How I built a newsletter pipeline with Apify Actors

I run a weekly newsletter for AITX Community: a community of over 3,000 AI builders across Texas. Every issue needs five upcoming in-person, AI-related events, three AI news stories with a Texas angle, and community highlights (if someone wishes to be highlighted).

Doing that manually meant opening a dozen tabs, scrolling through RSS feeds, checking Lu.ma and Meetup across two cities, pulling member updates from Notion, and writing everything up for beehiiv.

It took me roughly 3 hours every week. It doesn't sound like much but it adds up, not to mention the mental overhead of knowing I had to do that every week.

With the help of Apify, I built a two-Actor pipeline that scrapes all my sources, filters content with Anthropic's API, and drops a publication-ready draft into Notion. The whole thing runs on a schedule every Thursday, giving me Thursday afternoon to quickly review before scheduling the newsletter to go out Friday morning.

This post covers everything I built, everything that broke along the way, and what I learned about building scraping pipelines on Apify.

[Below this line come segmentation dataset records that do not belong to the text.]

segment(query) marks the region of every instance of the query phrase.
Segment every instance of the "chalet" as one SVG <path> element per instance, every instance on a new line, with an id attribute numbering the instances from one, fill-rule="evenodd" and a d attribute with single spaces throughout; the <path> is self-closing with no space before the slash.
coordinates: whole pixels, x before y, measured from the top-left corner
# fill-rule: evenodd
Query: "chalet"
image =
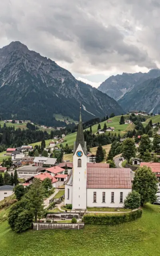
<path id="1" fill-rule="evenodd" d="M 24 156 L 21 158 L 21 163 L 23 165 L 32 164 L 34 159 L 34 156 Z"/>
<path id="2" fill-rule="evenodd" d="M 130 120 L 126 120 L 125 121 L 124 124 L 133 124 L 133 122 Z"/>
<path id="3" fill-rule="evenodd" d="M 33 147 L 32 146 L 22 146 L 22 152 L 24 151 L 32 151 L 33 150 Z"/>
<path id="4" fill-rule="evenodd" d="M 101 134 L 102 133 L 104 133 L 104 131 L 102 129 L 99 129 L 98 130 L 97 133 L 98 134 Z"/>
<path id="5" fill-rule="evenodd" d="M 7 167 L 0 167 L 0 173 L 1 172 L 6 172 L 7 171 Z"/>
<path id="6" fill-rule="evenodd" d="M 50 147 L 52 147 L 54 145 L 55 145 L 54 141 L 50 141 Z"/>
<path id="7" fill-rule="evenodd" d="M 16 150 L 17 150 L 16 148 L 7 148 L 7 150 L 6 150 L 6 154 L 8 156 L 11 156 L 12 152 L 14 152 Z"/>
<path id="8" fill-rule="evenodd" d="M 88 163 L 94 163 L 96 162 L 96 155 L 94 154 L 89 154 L 87 156 L 87 162 Z"/>
<path id="9" fill-rule="evenodd" d="M 26 180 L 22 185 L 24 187 L 26 187 L 32 184 L 35 178 L 40 179 L 41 181 L 43 181 L 43 180 L 47 178 L 51 180 L 52 187 L 56 188 L 56 183 L 58 181 L 58 180 L 47 172 L 43 173 L 43 174 L 37 174 L 36 175 L 34 175 L 34 176 L 31 177 Z"/>
<path id="10" fill-rule="evenodd" d="M 151 169 L 152 172 L 154 173 L 156 176 L 157 178 L 158 183 L 158 189 L 160 192 L 160 183 L 159 183 L 160 180 L 160 163 L 152 163 L 152 162 L 141 162 L 140 166 L 143 166 L 144 165 L 148 167 L 150 167 Z"/>
<path id="11" fill-rule="evenodd" d="M 106 130 L 110 132 L 114 132 L 114 127 L 107 127 Z"/>

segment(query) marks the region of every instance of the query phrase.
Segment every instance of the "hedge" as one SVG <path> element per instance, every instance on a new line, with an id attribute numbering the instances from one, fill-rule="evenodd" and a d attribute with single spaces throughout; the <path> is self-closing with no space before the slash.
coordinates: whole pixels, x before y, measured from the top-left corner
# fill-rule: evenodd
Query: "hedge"
<path id="1" fill-rule="evenodd" d="M 92 214 L 84 215 L 83 219 L 85 224 L 116 225 L 135 220 L 141 217 L 142 213 L 142 210 L 139 209 L 125 214 Z"/>

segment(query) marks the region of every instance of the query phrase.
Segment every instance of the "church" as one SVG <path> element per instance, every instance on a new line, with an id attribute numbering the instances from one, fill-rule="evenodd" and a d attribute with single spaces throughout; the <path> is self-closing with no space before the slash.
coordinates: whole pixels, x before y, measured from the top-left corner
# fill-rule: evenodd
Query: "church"
<path id="1" fill-rule="evenodd" d="M 130 169 L 87 162 L 87 156 L 80 112 L 73 168 L 65 183 L 65 204 L 72 204 L 72 210 L 78 210 L 87 207 L 123 207 L 124 200 L 132 191 Z"/>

The problem I was actually solving

Every issue of the AITX Community newsletter requires at minimum three AI stories with a Texas angle and five upcoming in-person AI events. The stories come from RSS feeds that I read through and filter for Texas relevance. The events come from Lu.ma city pages (Austin and Houston) and Meetup.com.

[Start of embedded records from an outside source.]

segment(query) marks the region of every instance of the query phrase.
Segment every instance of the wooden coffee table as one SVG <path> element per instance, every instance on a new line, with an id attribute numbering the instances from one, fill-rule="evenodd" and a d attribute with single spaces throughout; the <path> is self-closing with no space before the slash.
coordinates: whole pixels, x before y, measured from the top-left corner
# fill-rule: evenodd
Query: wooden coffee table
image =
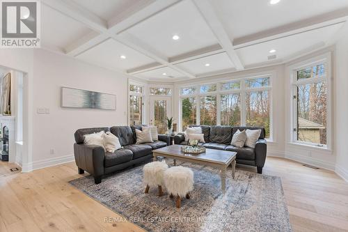
<path id="1" fill-rule="evenodd" d="M 221 170 L 221 190 L 223 192 L 226 189 L 226 169 L 232 164 L 232 176 L 235 178 L 236 170 L 237 153 L 233 151 L 221 150 L 215 149 L 205 149 L 205 153 L 199 155 L 185 154 L 181 151 L 182 145 L 171 145 L 152 150 L 153 160 L 157 160 L 158 156 L 165 157 L 184 162 L 196 163 L 202 165 L 217 167 Z"/>

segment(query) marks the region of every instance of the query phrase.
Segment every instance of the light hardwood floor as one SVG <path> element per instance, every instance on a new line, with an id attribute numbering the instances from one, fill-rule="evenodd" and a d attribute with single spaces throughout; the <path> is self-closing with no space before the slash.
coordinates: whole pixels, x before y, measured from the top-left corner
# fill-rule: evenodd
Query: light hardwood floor
<path id="1" fill-rule="evenodd" d="M 0 231 L 143 231 L 71 186 L 74 162 L 13 173 L 0 162 Z M 253 167 L 238 169 L 255 171 Z M 264 174 L 281 177 L 294 231 L 348 231 L 348 184 L 332 171 L 267 157 Z M 84 175 L 88 175 L 85 173 Z"/>

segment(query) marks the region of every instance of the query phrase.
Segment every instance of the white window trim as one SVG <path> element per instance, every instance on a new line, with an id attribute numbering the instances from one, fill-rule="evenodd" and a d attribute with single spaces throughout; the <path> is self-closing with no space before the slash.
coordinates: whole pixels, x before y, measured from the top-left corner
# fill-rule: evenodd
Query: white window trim
<path id="1" fill-rule="evenodd" d="M 129 86 L 131 84 L 136 85 L 139 86 L 141 86 L 143 88 L 143 91 L 141 93 L 137 93 L 137 92 L 133 92 L 129 91 Z M 129 96 L 130 95 L 135 95 L 135 96 L 141 96 L 142 99 L 142 102 L 141 104 L 143 105 L 142 109 L 141 109 L 141 123 L 145 124 L 145 119 L 146 119 L 146 116 L 145 116 L 145 112 L 147 109 L 147 106 L 145 105 L 145 102 L 146 102 L 146 93 L 148 91 L 148 88 L 147 88 L 147 84 L 145 83 L 142 83 L 140 82 L 137 82 L 133 79 L 128 79 L 128 86 L 127 86 L 127 92 L 128 92 L 128 97 L 127 97 L 127 125 L 130 126 L 129 125 L 129 116 L 130 116 L 130 111 L 129 111 Z"/>
<path id="2" fill-rule="evenodd" d="M 159 95 L 155 95 L 155 94 L 151 94 L 150 91 L 150 89 L 151 88 L 171 88 L 171 94 L 168 94 L 168 95 L 166 95 L 166 94 L 159 94 Z M 173 85 L 169 85 L 169 84 L 167 84 L 167 85 L 164 85 L 164 84 L 161 84 L 161 85 L 159 85 L 159 84 L 149 84 L 148 86 L 148 91 L 149 91 L 149 95 L 150 96 L 162 96 L 162 97 L 164 97 L 164 96 L 166 96 L 166 97 L 171 97 L 174 95 L 174 86 Z"/>
<path id="3" fill-rule="evenodd" d="M 200 125 L 200 99 L 201 96 L 206 95 L 216 95 L 216 125 L 221 125 L 221 95 L 226 95 L 226 94 L 233 94 L 233 93 L 240 93 L 241 95 L 241 125 L 245 125 L 246 122 L 246 115 L 245 114 L 245 111 L 246 109 L 246 105 L 245 102 L 245 93 L 248 92 L 256 92 L 260 91 L 268 91 L 269 95 L 269 138 L 267 139 L 267 141 L 275 142 L 275 133 L 273 131 L 273 96 L 272 96 L 272 87 L 273 87 L 273 79 L 275 76 L 274 71 L 269 72 L 263 72 L 261 73 L 254 73 L 248 75 L 243 75 L 237 77 L 235 79 L 231 78 L 223 78 L 221 79 L 216 80 L 215 82 L 199 82 L 195 83 L 187 83 L 184 84 L 177 86 L 177 91 L 179 95 L 179 131 L 182 131 L 182 98 L 195 98 L 196 99 L 196 125 Z M 262 77 L 269 77 L 269 86 L 262 87 L 262 88 L 247 88 L 245 87 L 245 80 L 246 79 L 252 79 L 256 78 L 262 78 Z M 221 84 L 228 82 L 241 82 L 240 88 L 239 89 L 231 89 L 231 90 L 221 90 Z M 200 93 L 200 86 L 216 84 L 216 91 L 210 92 L 210 93 Z M 187 95 L 182 95 L 181 89 L 185 87 L 196 87 L 196 93 L 193 94 L 187 94 Z"/>
<path id="4" fill-rule="evenodd" d="M 295 72 L 299 69 L 306 68 L 313 65 L 322 63 L 325 62 L 326 63 L 326 73 L 320 77 L 314 79 L 305 79 L 301 80 L 296 80 L 296 75 Z M 332 63 L 331 63 L 331 53 L 327 52 L 320 56 L 313 57 L 310 59 L 295 63 L 289 67 L 288 72 L 290 73 L 290 138 L 289 144 L 292 145 L 301 146 L 305 147 L 312 147 L 319 148 L 320 150 L 330 151 L 332 150 L 332 133 L 333 133 L 333 123 L 332 123 Z M 327 105 L 326 105 L 326 145 L 318 144 L 310 142 L 306 142 L 297 140 L 296 132 L 294 128 L 297 129 L 297 102 L 294 100 L 294 95 L 297 95 L 296 88 L 298 85 L 302 85 L 309 83 L 317 83 L 323 81 L 326 82 L 327 88 Z"/>

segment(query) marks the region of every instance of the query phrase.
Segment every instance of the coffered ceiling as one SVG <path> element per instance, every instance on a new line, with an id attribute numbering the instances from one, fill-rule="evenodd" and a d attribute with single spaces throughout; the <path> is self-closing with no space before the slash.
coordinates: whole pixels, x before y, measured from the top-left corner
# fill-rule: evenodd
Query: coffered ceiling
<path id="1" fill-rule="evenodd" d="M 348 19 L 348 0 L 41 2 L 45 48 L 171 82 L 283 63 L 333 44 Z"/>

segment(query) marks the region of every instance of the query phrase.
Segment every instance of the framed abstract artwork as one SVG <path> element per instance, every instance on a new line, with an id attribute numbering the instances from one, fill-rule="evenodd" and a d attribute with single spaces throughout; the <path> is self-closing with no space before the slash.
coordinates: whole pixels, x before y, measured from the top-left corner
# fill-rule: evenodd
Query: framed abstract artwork
<path id="1" fill-rule="evenodd" d="M 61 88 L 61 107 L 116 109 L 116 95 L 68 87 Z"/>

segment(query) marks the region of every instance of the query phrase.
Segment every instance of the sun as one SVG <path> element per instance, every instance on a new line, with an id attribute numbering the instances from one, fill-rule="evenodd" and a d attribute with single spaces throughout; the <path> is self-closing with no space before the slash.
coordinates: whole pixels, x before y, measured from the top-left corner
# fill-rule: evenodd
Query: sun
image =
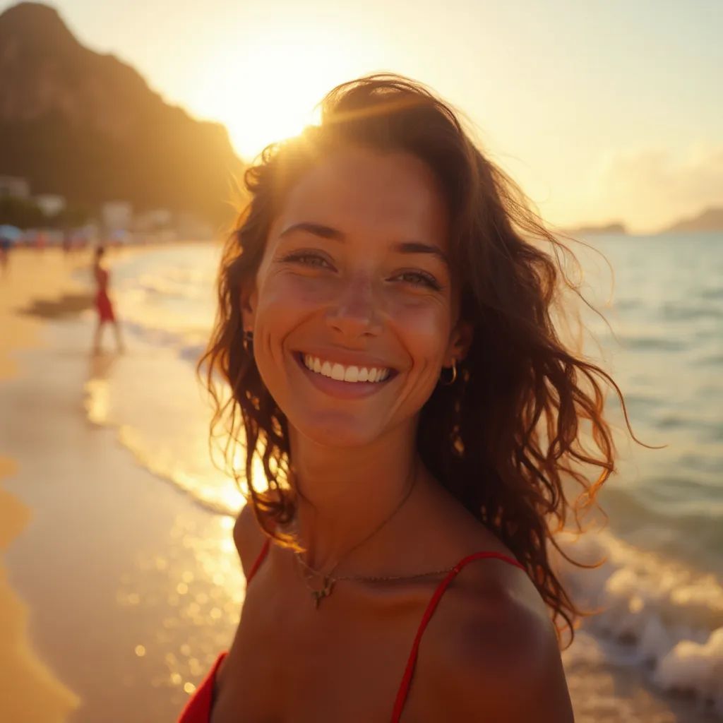
<path id="1" fill-rule="evenodd" d="M 236 153 L 252 161 L 269 143 L 318 122 L 317 104 L 333 88 L 363 74 L 338 38 L 276 30 L 242 48 L 218 49 L 199 76 L 193 102 L 227 128 Z"/>

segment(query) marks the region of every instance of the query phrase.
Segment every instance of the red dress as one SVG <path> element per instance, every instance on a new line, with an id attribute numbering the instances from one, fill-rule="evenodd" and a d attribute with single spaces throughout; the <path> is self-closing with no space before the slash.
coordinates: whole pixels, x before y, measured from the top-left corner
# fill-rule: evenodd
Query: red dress
<path id="1" fill-rule="evenodd" d="M 113 312 L 113 304 L 108 296 L 106 287 L 108 285 L 108 272 L 103 268 L 99 268 L 95 272 L 98 280 L 98 291 L 95 294 L 95 308 L 101 322 L 115 321 L 116 315 Z"/>
<path id="2" fill-rule="evenodd" d="M 254 565 L 251 568 L 251 572 L 249 573 L 248 578 L 247 578 L 247 585 L 251 582 L 251 578 L 254 576 L 256 570 L 259 568 L 259 565 L 266 557 L 268 549 L 269 539 L 267 538 L 260 554 L 257 558 L 256 562 L 254 562 Z M 454 566 L 453 569 L 448 573 L 447 576 L 440 583 L 434 594 L 432 596 L 432 599 L 427 606 L 427 609 L 424 611 L 424 615 L 422 616 L 422 622 L 419 623 L 416 636 L 412 643 L 411 652 L 409 654 L 409 659 L 407 661 L 406 669 L 404 671 L 401 683 L 399 685 L 399 690 L 397 692 L 397 697 L 394 701 L 394 707 L 392 709 L 391 723 L 398 723 L 402 714 L 402 709 L 404 707 L 404 702 L 406 700 L 407 693 L 409 690 L 409 684 L 411 683 L 412 674 L 414 672 L 414 664 L 416 662 L 416 654 L 419 647 L 419 641 L 422 640 L 422 636 L 424 632 L 427 624 L 429 622 L 429 619 L 435 612 L 435 608 L 437 607 L 437 604 L 440 602 L 440 599 L 444 594 L 445 590 L 447 589 L 447 586 L 454 579 L 456 574 L 468 562 L 484 557 L 495 557 L 505 562 L 509 562 L 510 565 L 514 565 L 522 570 L 525 570 L 524 567 L 516 560 L 513 560 L 506 555 L 502 555 L 501 552 L 474 552 L 466 557 L 463 557 Z M 213 705 L 213 681 L 215 677 L 216 671 L 218 669 L 218 666 L 221 665 L 221 661 L 226 656 L 226 652 L 223 652 L 216 659 L 216 662 L 213 664 L 211 669 L 206 674 L 203 682 L 187 702 L 186 706 L 181 714 L 181 717 L 178 719 L 178 723 L 209 723 L 211 716 L 211 707 Z"/>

The manual process was slow and I couldn't keep it consistent. Some weeks I'd miss events happening in Houston because I didn't have time to check every city, or I just forgot.

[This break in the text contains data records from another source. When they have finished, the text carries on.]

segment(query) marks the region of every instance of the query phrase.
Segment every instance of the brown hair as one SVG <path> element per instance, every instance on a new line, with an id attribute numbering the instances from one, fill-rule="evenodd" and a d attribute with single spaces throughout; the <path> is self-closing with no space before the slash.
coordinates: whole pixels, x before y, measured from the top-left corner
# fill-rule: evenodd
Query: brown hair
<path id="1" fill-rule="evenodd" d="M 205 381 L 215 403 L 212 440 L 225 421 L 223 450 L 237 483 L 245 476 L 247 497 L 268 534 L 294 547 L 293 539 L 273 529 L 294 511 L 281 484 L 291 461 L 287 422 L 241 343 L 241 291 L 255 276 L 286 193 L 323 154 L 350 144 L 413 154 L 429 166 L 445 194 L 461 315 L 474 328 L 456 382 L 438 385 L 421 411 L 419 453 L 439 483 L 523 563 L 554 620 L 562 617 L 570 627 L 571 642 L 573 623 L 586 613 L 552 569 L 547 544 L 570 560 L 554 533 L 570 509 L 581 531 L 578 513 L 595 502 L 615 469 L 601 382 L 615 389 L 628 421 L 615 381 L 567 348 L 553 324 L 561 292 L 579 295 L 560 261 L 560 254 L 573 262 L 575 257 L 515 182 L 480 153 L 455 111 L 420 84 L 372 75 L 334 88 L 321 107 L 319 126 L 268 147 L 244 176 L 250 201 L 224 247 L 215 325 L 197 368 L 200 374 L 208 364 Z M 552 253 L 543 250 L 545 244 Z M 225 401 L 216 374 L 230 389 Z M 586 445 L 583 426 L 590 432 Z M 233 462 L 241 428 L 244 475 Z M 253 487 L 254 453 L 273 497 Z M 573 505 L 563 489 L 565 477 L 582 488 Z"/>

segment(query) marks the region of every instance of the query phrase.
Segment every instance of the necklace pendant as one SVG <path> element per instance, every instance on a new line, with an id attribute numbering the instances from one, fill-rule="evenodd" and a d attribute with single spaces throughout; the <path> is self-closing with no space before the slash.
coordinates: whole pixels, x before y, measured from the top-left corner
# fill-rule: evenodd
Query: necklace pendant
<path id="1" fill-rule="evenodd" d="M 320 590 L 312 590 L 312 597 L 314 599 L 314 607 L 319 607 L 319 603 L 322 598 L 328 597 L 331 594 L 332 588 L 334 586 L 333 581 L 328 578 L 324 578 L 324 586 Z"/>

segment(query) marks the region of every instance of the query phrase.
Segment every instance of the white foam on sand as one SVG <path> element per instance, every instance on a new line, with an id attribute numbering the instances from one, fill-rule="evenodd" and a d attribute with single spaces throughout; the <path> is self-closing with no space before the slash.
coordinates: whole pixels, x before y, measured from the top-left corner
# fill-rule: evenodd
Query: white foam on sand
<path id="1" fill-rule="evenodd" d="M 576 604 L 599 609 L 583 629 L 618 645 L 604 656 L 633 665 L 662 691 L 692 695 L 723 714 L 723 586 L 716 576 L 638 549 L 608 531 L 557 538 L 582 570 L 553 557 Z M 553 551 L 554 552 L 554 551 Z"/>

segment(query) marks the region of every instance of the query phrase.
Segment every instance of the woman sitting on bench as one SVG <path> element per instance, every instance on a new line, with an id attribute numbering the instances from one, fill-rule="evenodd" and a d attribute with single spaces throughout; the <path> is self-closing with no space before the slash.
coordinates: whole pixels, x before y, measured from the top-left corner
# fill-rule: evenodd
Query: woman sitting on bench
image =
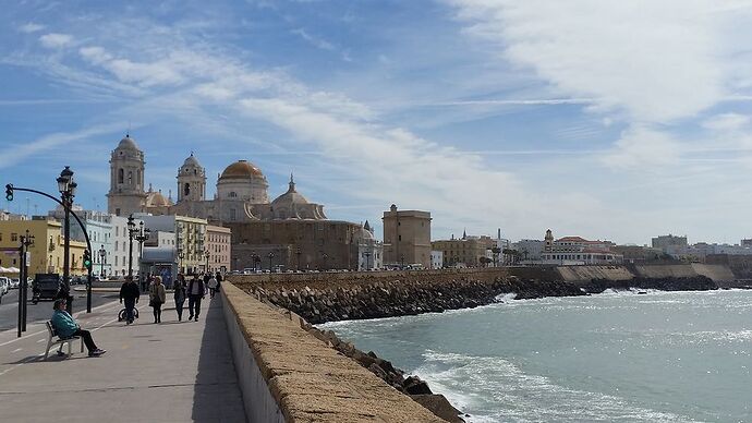
<path id="1" fill-rule="evenodd" d="M 84 343 L 86 345 L 86 349 L 88 349 L 88 356 L 101 355 L 107 352 L 97 348 L 97 346 L 94 343 L 94 339 L 92 339 L 92 333 L 81 329 L 81 326 L 75 323 L 73 316 L 65 311 L 64 299 L 54 300 L 54 305 L 52 305 L 52 309 L 54 310 L 54 313 L 52 314 L 52 327 L 58 333 L 60 338 L 84 338 Z"/>

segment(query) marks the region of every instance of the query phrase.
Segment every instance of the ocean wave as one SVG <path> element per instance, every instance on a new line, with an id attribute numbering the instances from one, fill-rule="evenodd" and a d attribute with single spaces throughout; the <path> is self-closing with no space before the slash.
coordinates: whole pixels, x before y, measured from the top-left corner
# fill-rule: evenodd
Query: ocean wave
<path id="1" fill-rule="evenodd" d="M 469 422 L 692 422 L 623 398 L 557 385 L 499 356 L 426 351 L 414 373 L 471 414 Z"/>

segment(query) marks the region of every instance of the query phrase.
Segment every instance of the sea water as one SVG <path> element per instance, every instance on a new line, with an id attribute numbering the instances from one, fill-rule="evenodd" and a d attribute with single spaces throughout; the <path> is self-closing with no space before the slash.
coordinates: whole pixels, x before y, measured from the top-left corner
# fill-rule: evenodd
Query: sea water
<path id="1" fill-rule="evenodd" d="M 752 422 L 752 291 L 500 300 L 322 326 L 470 422 Z"/>

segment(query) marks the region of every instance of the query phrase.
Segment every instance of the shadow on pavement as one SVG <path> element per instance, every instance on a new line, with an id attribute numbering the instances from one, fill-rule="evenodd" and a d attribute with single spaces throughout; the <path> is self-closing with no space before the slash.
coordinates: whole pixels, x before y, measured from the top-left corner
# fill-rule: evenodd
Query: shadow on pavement
<path id="1" fill-rule="evenodd" d="M 220 298 L 207 297 L 202 301 L 202 312 L 199 319 L 206 318 L 206 325 L 198 352 L 192 420 L 206 423 L 245 422 Z"/>

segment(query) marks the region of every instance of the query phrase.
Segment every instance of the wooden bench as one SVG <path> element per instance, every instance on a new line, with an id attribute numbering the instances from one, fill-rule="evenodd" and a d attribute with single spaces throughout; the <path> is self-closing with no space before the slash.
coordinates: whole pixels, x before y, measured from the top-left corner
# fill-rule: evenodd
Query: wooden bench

Other weeks I'd waste 45 minutes reading through articles trying to pick which three had the strongest Texas connection because I didn't have summaries in front of me to compare. The actual editorial decision ("which stories matter this week?") should have been the only part requiring my attention, but I was spending most of my time on the gathering.

How the pipeline works

Two Actors, connected by a webhook.

Actor 1 (Newsletter Digest Scraper) handles data ingestion. It scrapes RSS feeds with CheerioCrawler, pulls Lu.ma events via their undocumented discover API, and calls an existing Meetup scraper from Apify Store. Everything gets normalized into a single Dataset.

Actor 2 (Newsletter Synthesizer) handles filtering and content generation. It reads Actor 1's Dataset, uses Claude Sonnet 4.5 to score articles for Texas + AI relevance, enriches Lu.ma events via their event API, generates summaries, queries Notion for community content, and saves a formatted draft to a Notion database.

A webhook on Actor 1 fires when the run succeeds and triggers Actor 2 with the Dataset ID:

{
  "datasetId": "{{resource.defaultDatasetId}}",
  "topStoriesCount": 3
}

{{resource.defaultDatasetId}} is an Apify webhook template variable. It resolves to whatever Dataset Actor 1 produced. No hardcoded IDs.

Building Actor 1: three sources, three strategies

I scaffolded Actor 1 with the Apify CLI:

apify create newsletter-digest-scraper

I picked the TypeScript empty template. It gives you src/main.ts, .actor/actor.json for metadata, .actor/input_schema.json for the input form, and a Dockerfile. The input schema defines what parameters your Actor accepts as JSON Schema, and Apify Console auto-generates a form UI from it:

{
    "title": "Newsletter Digest Scraper Input",
    "type": "object",
    "properties": {
        "rssFeedUrl": {
            "title": "RSS Feed URL",
            "type": "string",
            "description": "URL of the RSS feed to scrape articles from",
            "editor": "textfield"
        },
        "meetupCities": {
            "title": "Meetup cities",
            "type": "array",
            "description": "Cities to search for AI meetups",
            "default": [
                {"city": "austin", "state": "tx"},
                {"city": "houston", "state": "tx"}
            ]
        }
    }
}

RSS feeds: CheerioCrawler

RSS is structured XML. No JavaScript rendering, no anti-bot measures. CheerioCrawler parses HTML/XML fast with minimal resource overhead.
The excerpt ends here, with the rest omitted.